The statement came in the aftermath of breaking news reported by TV7 that the Bulgarian Prosecutor's Office is probing the case of some 350 000 suspected to be illegal ballots seized from a printing house in the western town of Kostinbrod.
The ballots, allegedly, were to be used to manipulate the vote in the early general elections on Sunday, May 12, to turn the results in favor of the formerly-ruling centrist Citizens for European Development of Bulgaria party, GERB.
The printing house is owned by Yordan Bonchev, municipal councilor in Kostinbrod from GERB, who is said to be close to GERB's Deputy Chair and former Interior Minister, Tsvetan Tsvetanov.
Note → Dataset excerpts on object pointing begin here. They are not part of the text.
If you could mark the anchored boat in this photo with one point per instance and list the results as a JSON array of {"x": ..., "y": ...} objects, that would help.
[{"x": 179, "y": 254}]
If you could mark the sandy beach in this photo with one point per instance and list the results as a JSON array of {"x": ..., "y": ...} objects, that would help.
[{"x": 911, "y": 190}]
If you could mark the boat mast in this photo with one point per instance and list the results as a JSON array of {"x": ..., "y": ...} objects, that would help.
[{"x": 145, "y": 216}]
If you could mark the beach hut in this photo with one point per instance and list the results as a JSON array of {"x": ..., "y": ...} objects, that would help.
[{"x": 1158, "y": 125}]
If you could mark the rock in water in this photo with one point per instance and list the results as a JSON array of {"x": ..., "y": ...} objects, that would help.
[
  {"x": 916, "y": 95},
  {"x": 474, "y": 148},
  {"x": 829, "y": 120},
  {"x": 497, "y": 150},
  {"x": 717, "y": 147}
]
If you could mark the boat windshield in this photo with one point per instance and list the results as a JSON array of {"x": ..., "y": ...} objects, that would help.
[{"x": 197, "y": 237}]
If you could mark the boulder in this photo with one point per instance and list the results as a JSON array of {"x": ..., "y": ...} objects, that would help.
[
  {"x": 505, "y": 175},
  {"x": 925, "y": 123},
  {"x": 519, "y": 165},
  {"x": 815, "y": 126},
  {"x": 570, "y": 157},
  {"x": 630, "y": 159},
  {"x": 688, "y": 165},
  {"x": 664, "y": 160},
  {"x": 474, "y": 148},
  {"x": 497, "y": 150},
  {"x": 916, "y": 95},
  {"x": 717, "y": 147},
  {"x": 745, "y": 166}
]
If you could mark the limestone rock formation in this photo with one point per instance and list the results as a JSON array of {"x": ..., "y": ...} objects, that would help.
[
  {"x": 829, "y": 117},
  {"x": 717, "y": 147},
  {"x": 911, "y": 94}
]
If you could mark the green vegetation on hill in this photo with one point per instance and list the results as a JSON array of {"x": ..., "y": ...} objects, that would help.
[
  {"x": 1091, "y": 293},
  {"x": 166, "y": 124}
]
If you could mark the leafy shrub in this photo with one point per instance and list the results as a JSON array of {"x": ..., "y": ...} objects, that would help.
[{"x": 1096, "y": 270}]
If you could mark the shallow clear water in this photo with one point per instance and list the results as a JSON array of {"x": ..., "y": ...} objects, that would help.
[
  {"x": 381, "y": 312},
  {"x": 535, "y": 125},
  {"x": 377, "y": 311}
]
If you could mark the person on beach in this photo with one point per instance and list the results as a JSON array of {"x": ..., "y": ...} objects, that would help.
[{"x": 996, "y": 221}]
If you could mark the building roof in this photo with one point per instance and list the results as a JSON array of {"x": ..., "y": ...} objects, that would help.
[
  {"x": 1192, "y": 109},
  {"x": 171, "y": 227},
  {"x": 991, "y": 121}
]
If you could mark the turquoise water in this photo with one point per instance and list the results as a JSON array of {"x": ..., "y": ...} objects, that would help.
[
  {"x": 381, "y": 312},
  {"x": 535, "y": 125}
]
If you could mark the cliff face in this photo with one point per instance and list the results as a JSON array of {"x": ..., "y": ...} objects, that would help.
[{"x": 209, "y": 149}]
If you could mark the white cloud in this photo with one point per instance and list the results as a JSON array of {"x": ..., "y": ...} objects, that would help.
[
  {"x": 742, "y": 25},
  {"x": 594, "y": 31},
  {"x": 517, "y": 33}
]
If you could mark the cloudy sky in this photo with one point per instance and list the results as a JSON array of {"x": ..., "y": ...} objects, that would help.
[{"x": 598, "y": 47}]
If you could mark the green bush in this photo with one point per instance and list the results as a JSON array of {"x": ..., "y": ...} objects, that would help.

The printing house was mandated to finish and stop printing ballots on May 8, thus the seizure of the 350 000 ballots found there late on May 10.
The caretaker government confirmed in the Saturday statement that the requested and needed 8 343 000 ballots have been received by the printing facility, selected through a public tender, within the deadline of May 8.
The caretaker Prime Minister, Marin Raykov, is quoted in saying he was pleased measures have been undertaken to prevent vote manipulations. He has also extended gratitude to the Prosecutor's Office for its actions.
Raykov is further calling on all political parties to not use the case to score points in the eve of the early general elections and to refrain from political propaganda, which is banned on the day of reflection - the day before the vote.
Yordan Bonchev is firm the said ballots had to be discarded over printing flaws and had to be kept in sealed packages at the printing house as the public tender rules postulated.